Graphics cards are now up to 100+ texture units (on the GTX 1080). These are 100 units that can fetch and filter a texture, but if I write a single shader with a single texture fetch:
{
gl_FragColor = texture2D();
}
Will that only map the texture to 1 texture unit or will it spread that work out accross as many of those 100 units as possible? I don't see how it wouldn't make sense not to spread the work. But here is why I ask:
Someone once told me this, and I now verified, that using 3 different source textures instead of 1 Texture Array with 3 textures, is faster. My terrain shader has definitely confirmed this.
With 3 normal textures + 3 diffuse textures bound to 6 different texture slots = 108 FPS
With 1 normal Array(3 textures) + 1 diffuse array(3textures) = 83 FPS(obviously still fetching 3 times for each texture array).

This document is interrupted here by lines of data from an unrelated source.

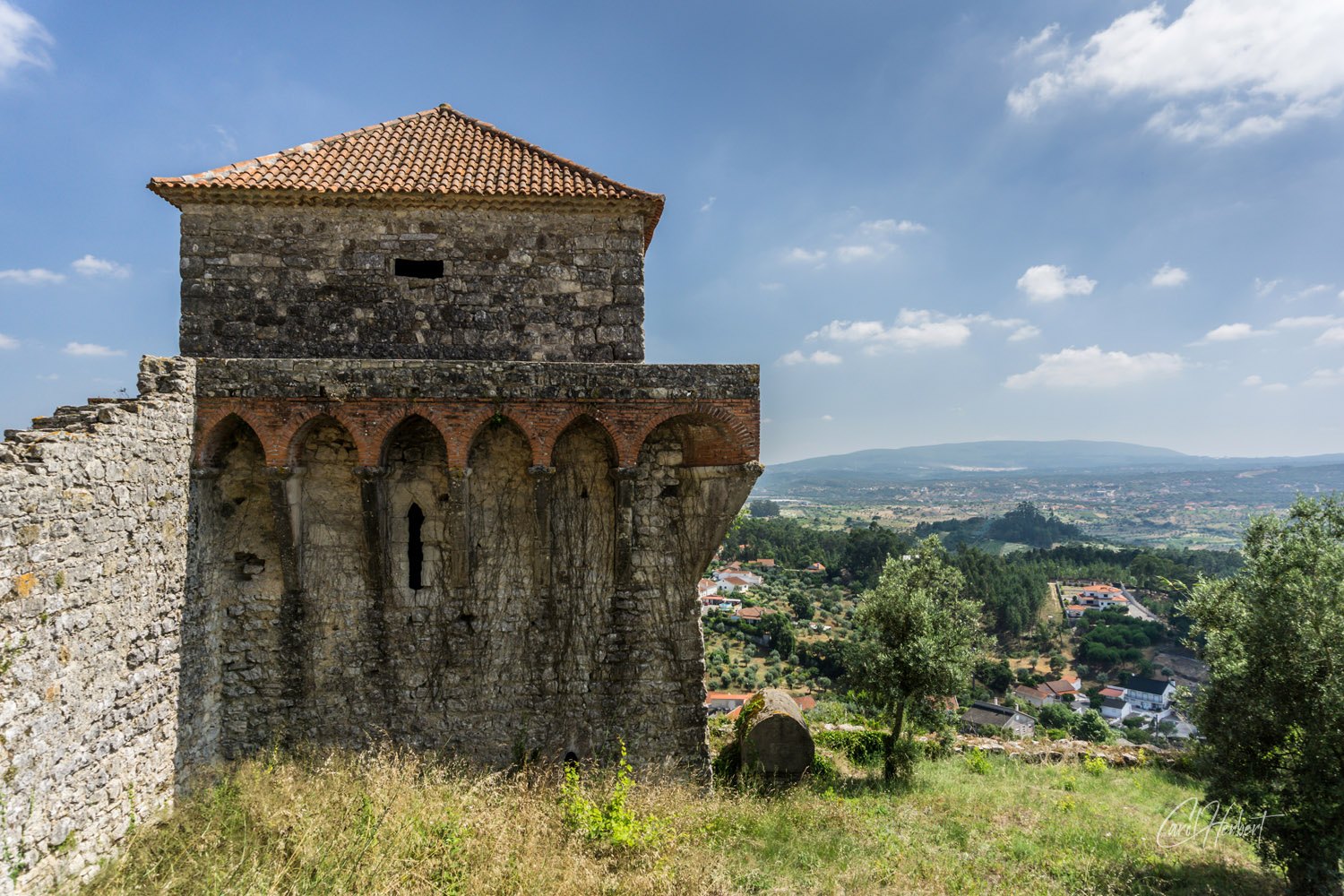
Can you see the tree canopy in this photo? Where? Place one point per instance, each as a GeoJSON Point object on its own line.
{"type": "Point", "coordinates": [1273, 710]}
{"type": "Point", "coordinates": [919, 635]}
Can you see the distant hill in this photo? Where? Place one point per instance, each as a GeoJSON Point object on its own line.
{"type": "Point", "coordinates": [978, 460]}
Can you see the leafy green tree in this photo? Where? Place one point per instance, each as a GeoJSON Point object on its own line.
{"type": "Point", "coordinates": [782, 641]}
{"type": "Point", "coordinates": [1273, 710]}
{"type": "Point", "coordinates": [997, 676]}
{"type": "Point", "coordinates": [1054, 715]}
{"type": "Point", "coordinates": [919, 637]}
{"type": "Point", "coordinates": [765, 508]}
{"type": "Point", "coordinates": [1091, 727]}
{"type": "Point", "coordinates": [801, 605]}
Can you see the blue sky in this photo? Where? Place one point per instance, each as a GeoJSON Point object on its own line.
{"type": "Point", "coordinates": [927, 222]}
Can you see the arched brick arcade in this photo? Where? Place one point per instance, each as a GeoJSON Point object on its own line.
{"type": "Point", "coordinates": [425, 565]}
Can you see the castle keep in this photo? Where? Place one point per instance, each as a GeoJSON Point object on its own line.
{"type": "Point", "coordinates": [411, 478]}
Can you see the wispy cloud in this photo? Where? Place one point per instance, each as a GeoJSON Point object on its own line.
{"type": "Point", "coordinates": [1168, 276]}
{"type": "Point", "coordinates": [1257, 382]}
{"type": "Point", "coordinates": [820, 358]}
{"type": "Point", "coordinates": [1231, 333]}
{"type": "Point", "coordinates": [1309, 322]}
{"type": "Point", "coordinates": [870, 241]}
{"type": "Point", "coordinates": [90, 266]}
{"type": "Point", "coordinates": [23, 40]}
{"type": "Point", "coordinates": [89, 349]}
{"type": "Point", "coordinates": [1265, 287]}
{"type": "Point", "coordinates": [1093, 368]}
{"type": "Point", "coordinates": [1333, 336]}
{"type": "Point", "coordinates": [800, 255]}
{"type": "Point", "coordinates": [1223, 70]}
{"type": "Point", "coordinates": [917, 330]}
{"type": "Point", "coordinates": [1330, 376]}
{"type": "Point", "coordinates": [30, 277]}
{"type": "Point", "coordinates": [1051, 282]}
{"type": "Point", "coordinates": [890, 226]}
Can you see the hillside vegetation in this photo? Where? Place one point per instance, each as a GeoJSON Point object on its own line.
{"type": "Point", "coordinates": [392, 823]}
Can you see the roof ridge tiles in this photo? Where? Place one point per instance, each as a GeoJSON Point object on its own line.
{"type": "Point", "coordinates": [461, 156]}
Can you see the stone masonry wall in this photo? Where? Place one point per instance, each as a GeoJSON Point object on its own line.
{"type": "Point", "coordinates": [93, 546]}
{"type": "Point", "coordinates": [320, 282]}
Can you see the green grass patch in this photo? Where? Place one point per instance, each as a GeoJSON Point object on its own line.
{"type": "Point", "coordinates": [395, 823]}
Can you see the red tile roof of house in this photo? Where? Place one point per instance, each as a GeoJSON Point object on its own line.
{"type": "Point", "coordinates": [433, 153]}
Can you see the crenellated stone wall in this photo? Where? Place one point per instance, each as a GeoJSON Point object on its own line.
{"type": "Point", "coordinates": [314, 281]}
{"type": "Point", "coordinates": [93, 552]}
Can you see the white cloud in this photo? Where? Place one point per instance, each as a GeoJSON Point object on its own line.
{"type": "Point", "coordinates": [849, 254]}
{"type": "Point", "coordinates": [1333, 336]}
{"type": "Point", "coordinates": [1308, 323]}
{"type": "Point", "coordinates": [913, 330]}
{"type": "Point", "coordinates": [1233, 332]}
{"type": "Point", "coordinates": [1257, 382]}
{"type": "Point", "coordinates": [892, 226]}
{"type": "Point", "coordinates": [1314, 290]}
{"type": "Point", "coordinates": [1094, 368]}
{"type": "Point", "coordinates": [31, 277]}
{"type": "Point", "coordinates": [814, 358]}
{"type": "Point", "coordinates": [1325, 378]}
{"type": "Point", "coordinates": [1027, 47]}
{"type": "Point", "coordinates": [1265, 287]}
{"type": "Point", "coordinates": [23, 40]}
{"type": "Point", "coordinates": [89, 349]}
{"type": "Point", "coordinates": [1168, 276]}
{"type": "Point", "coordinates": [90, 266]}
{"type": "Point", "coordinates": [1223, 70]}
{"type": "Point", "coordinates": [1051, 282]}
{"type": "Point", "coordinates": [806, 257]}
{"type": "Point", "coordinates": [917, 330]}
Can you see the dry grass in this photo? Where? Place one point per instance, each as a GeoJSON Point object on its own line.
{"type": "Point", "coordinates": [392, 823]}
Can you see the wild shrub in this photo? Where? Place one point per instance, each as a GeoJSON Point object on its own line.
{"type": "Point", "coordinates": [607, 823]}
{"type": "Point", "coordinates": [978, 762]}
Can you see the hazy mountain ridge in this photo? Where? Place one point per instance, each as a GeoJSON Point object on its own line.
{"type": "Point", "coordinates": [1011, 458]}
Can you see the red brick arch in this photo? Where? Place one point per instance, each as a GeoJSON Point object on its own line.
{"type": "Point", "coordinates": [472, 426]}
{"type": "Point", "coordinates": [212, 429]}
{"type": "Point", "coordinates": [366, 452]}
{"type": "Point", "coordinates": [387, 427]}
{"type": "Point", "coordinates": [738, 440]}
{"type": "Point", "coordinates": [609, 427]}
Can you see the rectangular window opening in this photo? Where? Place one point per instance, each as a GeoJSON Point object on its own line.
{"type": "Point", "coordinates": [418, 269]}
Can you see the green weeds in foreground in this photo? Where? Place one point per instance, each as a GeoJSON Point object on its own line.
{"type": "Point", "coordinates": [394, 823]}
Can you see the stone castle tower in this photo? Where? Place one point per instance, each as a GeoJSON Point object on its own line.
{"type": "Point", "coordinates": [410, 478]}
{"type": "Point", "coordinates": [435, 493]}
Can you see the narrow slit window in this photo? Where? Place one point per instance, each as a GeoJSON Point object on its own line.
{"type": "Point", "coordinates": [414, 547]}
{"type": "Point", "coordinates": [418, 269]}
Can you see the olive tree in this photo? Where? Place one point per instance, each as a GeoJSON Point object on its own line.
{"type": "Point", "coordinates": [1273, 711]}
{"type": "Point", "coordinates": [918, 637]}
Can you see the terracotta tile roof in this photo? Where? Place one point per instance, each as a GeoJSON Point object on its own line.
{"type": "Point", "coordinates": [437, 152]}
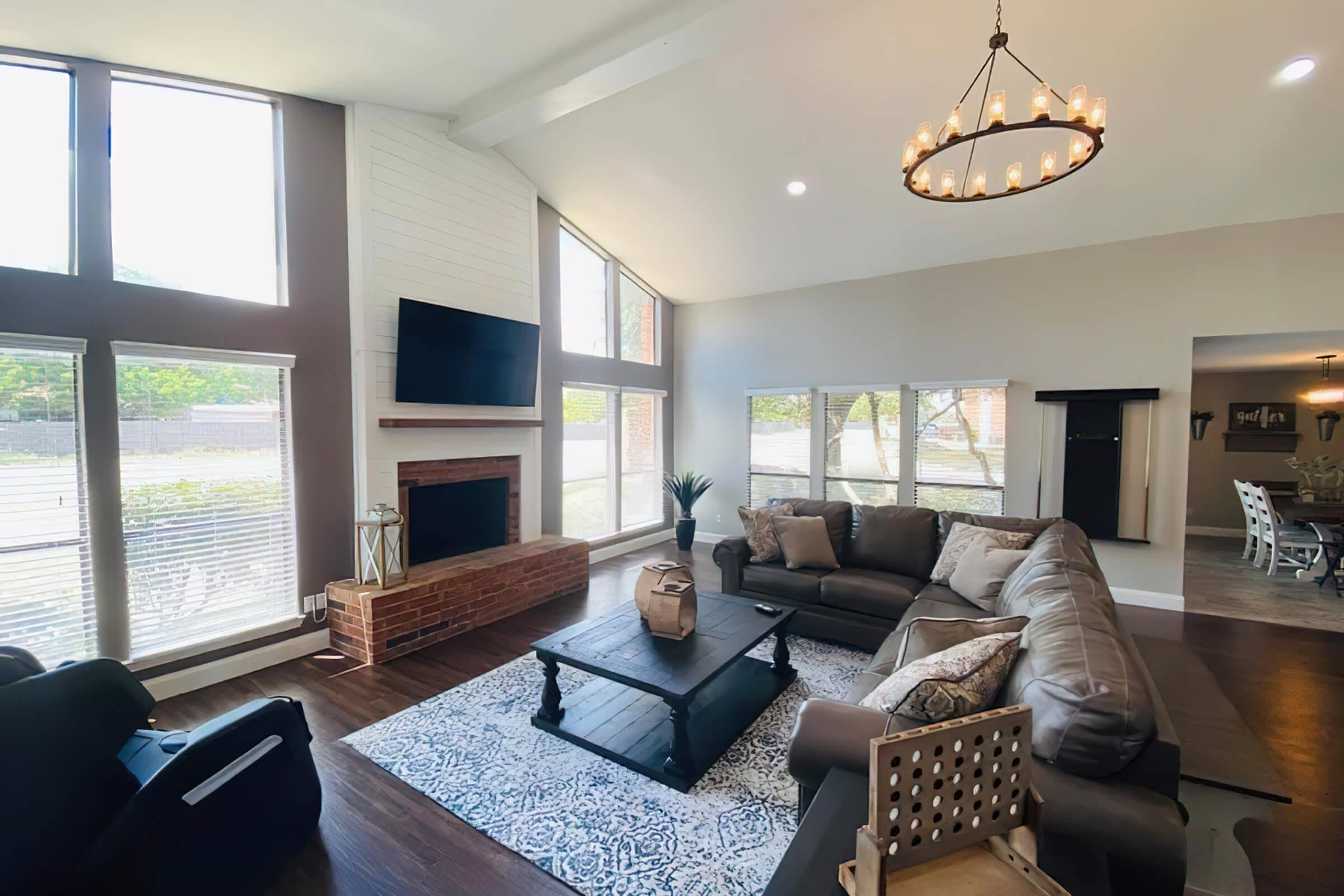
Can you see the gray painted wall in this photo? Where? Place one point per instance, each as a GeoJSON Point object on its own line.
{"type": "Point", "coordinates": [1211, 501]}
{"type": "Point", "coordinates": [565, 367]}
{"type": "Point", "coordinates": [315, 328]}
{"type": "Point", "coordinates": [1119, 315]}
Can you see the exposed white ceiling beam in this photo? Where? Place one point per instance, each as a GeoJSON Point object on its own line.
{"type": "Point", "coordinates": [684, 34]}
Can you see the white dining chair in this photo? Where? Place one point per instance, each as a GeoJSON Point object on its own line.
{"type": "Point", "coordinates": [1280, 542]}
{"type": "Point", "coordinates": [1244, 494]}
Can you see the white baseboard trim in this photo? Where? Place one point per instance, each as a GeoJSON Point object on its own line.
{"type": "Point", "coordinates": [240, 664]}
{"type": "Point", "coordinates": [1215, 531]}
{"type": "Point", "coordinates": [1155, 600]}
{"type": "Point", "coordinates": [633, 544]}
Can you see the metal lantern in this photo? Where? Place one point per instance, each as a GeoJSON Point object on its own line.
{"type": "Point", "coordinates": [1326, 423]}
{"type": "Point", "coordinates": [380, 544]}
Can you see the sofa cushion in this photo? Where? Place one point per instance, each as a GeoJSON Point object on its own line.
{"type": "Point", "coordinates": [1011, 523]}
{"type": "Point", "coordinates": [1092, 711]}
{"type": "Point", "coordinates": [837, 514]}
{"type": "Point", "coordinates": [870, 591]}
{"type": "Point", "coordinates": [949, 684]}
{"type": "Point", "coordinates": [774, 580]}
{"type": "Point", "coordinates": [804, 543]}
{"type": "Point", "coordinates": [894, 539]}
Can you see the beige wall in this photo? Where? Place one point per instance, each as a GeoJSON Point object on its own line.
{"type": "Point", "coordinates": [1119, 315]}
{"type": "Point", "coordinates": [1210, 500]}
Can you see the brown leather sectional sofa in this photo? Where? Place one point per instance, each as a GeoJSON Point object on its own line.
{"type": "Point", "coordinates": [1107, 757]}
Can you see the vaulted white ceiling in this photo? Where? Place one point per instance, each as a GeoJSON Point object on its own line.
{"type": "Point", "coordinates": [669, 130]}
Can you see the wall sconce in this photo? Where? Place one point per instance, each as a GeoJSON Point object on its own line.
{"type": "Point", "coordinates": [1326, 423]}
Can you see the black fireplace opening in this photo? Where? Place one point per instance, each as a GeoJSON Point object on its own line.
{"type": "Point", "coordinates": [456, 517]}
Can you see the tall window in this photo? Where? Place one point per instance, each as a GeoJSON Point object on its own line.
{"type": "Point", "coordinates": [612, 464]}
{"type": "Point", "coordinates": [864, 446]}
{"type": "Point", "coordinates": [605, 311]}
{"type": "Point", "coordinates": [46, 578]}
{"type": "Point", "coordinates": [194, 200]}
{"type": "Point", "coordinates": [639, 315]}
{"type": "Point", "coordinates": [207, 493]}
{"type": "Point", "coordinates": [582, 297]}
{"type": "Point", "coordinates": [780, 461]}
{"type": "Point", "coordinates": [585, 497]}
{"type": "Point", "coordinates": [960, 449]}
{"type": "Point", "coordinates": [35, 157]}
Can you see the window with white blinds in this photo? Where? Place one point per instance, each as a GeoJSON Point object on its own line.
{"type": "Point", "coordinates": [46, 577]}
{"type": "Point", "coordinates": [960, 449]}
{"type": "Point", "coordinates": [780, 463]}
{"type": "Point", "coordinates": [207, 493]}
{"type": "Point", "coordinates": [864, 446]}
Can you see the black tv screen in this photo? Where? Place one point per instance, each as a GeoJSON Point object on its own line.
{"type": "Point", "coordinates": [449, 356]}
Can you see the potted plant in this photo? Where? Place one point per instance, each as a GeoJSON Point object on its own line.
{"type": "Point", "coordinates": [686, 491]}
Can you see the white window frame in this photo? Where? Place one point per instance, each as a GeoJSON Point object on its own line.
{"type": "Point", "coordinates": [615, 269]}
{"type": "Point", "coordinates": [223, 356]}
{"type": "Point", "coordinates": [277, 155]}
{"type": "Point", "coordinates": [613, 453]}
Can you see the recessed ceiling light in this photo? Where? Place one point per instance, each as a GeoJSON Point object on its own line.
{"type": "Point", "coordinates": [1298, 69]}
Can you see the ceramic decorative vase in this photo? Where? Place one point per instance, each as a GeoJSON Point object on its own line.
{"type": "Point", "coordinates": [670, 613]}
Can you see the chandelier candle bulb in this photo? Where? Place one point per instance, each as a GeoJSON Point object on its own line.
{"type": "Point", "coordinates": [1047, 164]}
{"type": "Point", "coordinates": [1040, 101]}
{"type": "Point", "coordinates": [1079, 104]}
{"type": "Point", "coordinates": [998, 108]}
{"type": "Point", "coordinates": [924, 137]}
{"type": "Point", "coordinates": [1079, 148]}
{"type": "Point", "coordinates": [1099, 113]}
{"type": "Point", "coordinates": [909, 155]}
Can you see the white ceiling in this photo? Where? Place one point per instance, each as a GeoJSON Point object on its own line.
{"type": "Point", "coordinates": [683, 174]}
{"type": "Point", "coordinates": [428, 55]}
{"type": "Point", "coordinates": [1269, 352]}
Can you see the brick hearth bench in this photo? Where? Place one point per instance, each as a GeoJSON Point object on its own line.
{"type": "Point", "coordinates": [448, 597]}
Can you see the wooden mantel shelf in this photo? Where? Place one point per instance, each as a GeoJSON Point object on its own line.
{"type": "Point", "coordinates": [452, 422]}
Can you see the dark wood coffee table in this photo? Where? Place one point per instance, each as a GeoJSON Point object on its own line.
{"type": "Point", "coordinates": [664, 708]}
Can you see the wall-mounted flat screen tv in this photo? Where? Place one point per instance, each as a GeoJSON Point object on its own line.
{"type": "Point", "coordinates": [449, 356]}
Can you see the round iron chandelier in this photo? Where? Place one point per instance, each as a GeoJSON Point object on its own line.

So then what is going on in the hardware level that when I am performing fetches with the texture array that it is either not scheduling to as many texture units as possible, or does it literally share exactly 1 texture unit and all requests for that texture are blocked until it receives a fetch back?
If that is the case, then wouldn't it make sense that for a screen space algorithm such as HBAO, when taking 16 samples per pixel, that you bind the depth buffer to unit 0, unit 1, unit 2, unit 3, unit 4 ..... unit 16 and then in the shader perform 1 fetch on each of those samplers, that way they all fetch in parallel? I'm not aware that anyone has ever done that, or why you would ever need 100 textures bound at once, which leads to me to believe that the hardware will always try to uses fetches across all 100 units, and that something stupid is simply happening for these texture arrays.